My boyfriend of 5 months and I broke up two days ago but he says he still loves me. I broke up with him mainly because he does not ever do anything romantic. I have talked to him about it and he understands, but still refuses to give me what I need. I just do not feel like I am priority to him. He calls me all the time and we always do things together. We have great conversation, but no romance. We did at first, but it was very minimal and I do not understand why he does not want to continue to do it.

He even said he might need to talk to a counselor about why he is this way. He says he still loves me and could picture me being his wife someday. I just don't get him. If you love somebody don't you want to please them and want them to feel loved? I guess it is all just BS, and maybe he really does not love me, but just does not want to give up a good thing? What do you think?

13 Dec 2005
Name: Nona
Age: 27

Dear Nona,

For whatever reason, your ex is uncomfortable being intimate with you.  Do you know anything about his sexual history? Is this type of thing a pattern for him in relationships? If so, then this has absolutely nothing to do with you and everything to do with him. Maybe your guy isn’t interested in women in a romantic sense, but dates them because he enjoys their friendship and is confused about his sexuality, or perhaps he endured a painful sexual experience when he was younger and now being physically intimate is traumatic for him?

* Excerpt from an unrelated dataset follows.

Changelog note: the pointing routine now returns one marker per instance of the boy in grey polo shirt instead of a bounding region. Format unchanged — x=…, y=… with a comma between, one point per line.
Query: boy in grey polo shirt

He has no problem saying “I love you”, having meaningful conversations with you or telling you he wants you to be his future wife, but when it comes to the physical, he can’t – he won’t – provide. Emotionally, he’s a picture-perfect boyfriend! Most guys get squeamish talking about one month from now let alone marriage! But not your guy, no, he’s comfortable as can be expressing his love. The problem is that he won’t physically articulate it. Don’t you see what he’s done? He’s taken the one thing out of your relationship that makes him squirm with discomfort: the sex.

Hmm – sounds just a tad unfair to me. And by “tad” I mean very!

It would be one thing if you two had agreed you were better off just as friends, but that’s not what’s going on here. Instead, during your relationship none of your needs were getting met (and hello, those needs are important) while all of his were!

Of course he wants you back! For him, it was the perfect relationship.

But for you, it was not. You had every right to end that relationship for the reasons you did – after all, there are other guys you can just pal around with, what you were looking for in your boyfriend was romance!

If you decide you love him and want to give it another try, then I would highly recommend urging him to seek therapy because there’s definitely an underlying issue that needs to be resolved. And just the fact that he’s already suggested going to counseling tells me he realizes there is something beneath the surface – something he may not even be consciously aware of – that he needs to work on.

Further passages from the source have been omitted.